Kolonya
Sürmek için kullanılan, içine hafif koku karıştırılmış ispirtodur. Ferahlatıcı bir kokusu ve etkisi olması bakımından bayılmalarda, fenalaşmalarda, baş ağrılarında, mikrop kırıcı özelliği bakımından da temizlik için kolonyadan faydalanılır. İçine karıştırılan kokuya göre, “limon kolonyası”, “lavanta kolonyası” gibi adlar alır.
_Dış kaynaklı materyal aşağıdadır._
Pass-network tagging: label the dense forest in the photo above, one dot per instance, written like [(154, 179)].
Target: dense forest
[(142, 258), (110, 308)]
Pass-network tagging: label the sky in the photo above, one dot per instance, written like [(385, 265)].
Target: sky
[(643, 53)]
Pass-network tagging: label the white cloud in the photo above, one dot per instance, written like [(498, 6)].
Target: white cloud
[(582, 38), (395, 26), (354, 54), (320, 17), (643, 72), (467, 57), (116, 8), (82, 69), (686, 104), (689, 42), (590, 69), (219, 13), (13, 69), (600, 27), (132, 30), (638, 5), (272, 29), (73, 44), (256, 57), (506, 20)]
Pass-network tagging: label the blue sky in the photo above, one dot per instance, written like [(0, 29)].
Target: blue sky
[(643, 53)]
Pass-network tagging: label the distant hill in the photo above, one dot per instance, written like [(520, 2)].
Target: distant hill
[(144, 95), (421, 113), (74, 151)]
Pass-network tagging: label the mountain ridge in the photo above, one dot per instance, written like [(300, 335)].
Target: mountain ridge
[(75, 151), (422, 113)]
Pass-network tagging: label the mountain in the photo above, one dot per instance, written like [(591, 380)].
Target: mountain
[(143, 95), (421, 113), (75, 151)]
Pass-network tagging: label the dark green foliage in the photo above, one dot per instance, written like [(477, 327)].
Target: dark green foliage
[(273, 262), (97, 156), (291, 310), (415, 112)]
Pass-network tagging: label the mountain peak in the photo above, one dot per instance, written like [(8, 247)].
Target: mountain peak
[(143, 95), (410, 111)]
Kolonyayı ilk defa kimin yaptığı kesin olarak bilinmemektedir. Eski vesikalara göre kolonyanın yaratıcısı 1690 yıllarında Almanya’nın Köln şehrinde yaşayan Jean Paul Feminis adlı bir seyyar satıcıdır. Feminis, kolonya yaptığı reçeteyi Giovanni Antonio Farina adlı birine bırakmış, o da yeğeni Giovanni Maria Farina’ya vermişti. Giovanni Maria’da kolonya yapımı üzerine çalışmış, hoş lavanta suyu adıyla ilk kolonyayı yapmıştı. Bundan sonra kolonya yapımı Köln (Kolonya) şehrinde gelişti. Maria “Eau de Cologne” (Kolonya Suyu) adı altında kolonya yapmaya başladı. Sınıf mücadelesinin en yoğun dönemi 18.yüzyılda, ağır basan burjuvazi karşısında parfümler geri plana atılıp, kolonya sıklıkla kullanılmaya başlandı. Böylece, bu hoş kokulu sular bütün dünyada tanınmaya ve kolonya adı ile anılmaya başlandı. (Bk.Köln)
Sağlık Bakımından Kolonya
Kolonya, keşfinin ilk yıllarında bugünkü gibi kozmetik amaçlı değil, tıbbi amaçlı kullanılırdı. Kolonya suyunun sağlık üzerine olan etkisi içindeki alkol ile esaslardan ileri gelirdi. Alkol uzun süre temasta kalırsa bir kısım mikropları öldürür, iltihaplara iyi gelebilirdi. Dönemindeki formülünde de biberiye, portakal çiçeği, bergamot ve limon içerirdi. Bu karışım; sindirim hastalıklarını önlemek, kas ve eklem ağrılarını gidermek, gargara yapmak, yara temizlemek amacıyla kullanılırdı. Limon kolonyası sinirlilik, baygınlık sırasında koklanır, ya da bununla vücudun çeşitli yerleri ovulursa uyandırıcı, iç açıcı bir etki gösterirdi.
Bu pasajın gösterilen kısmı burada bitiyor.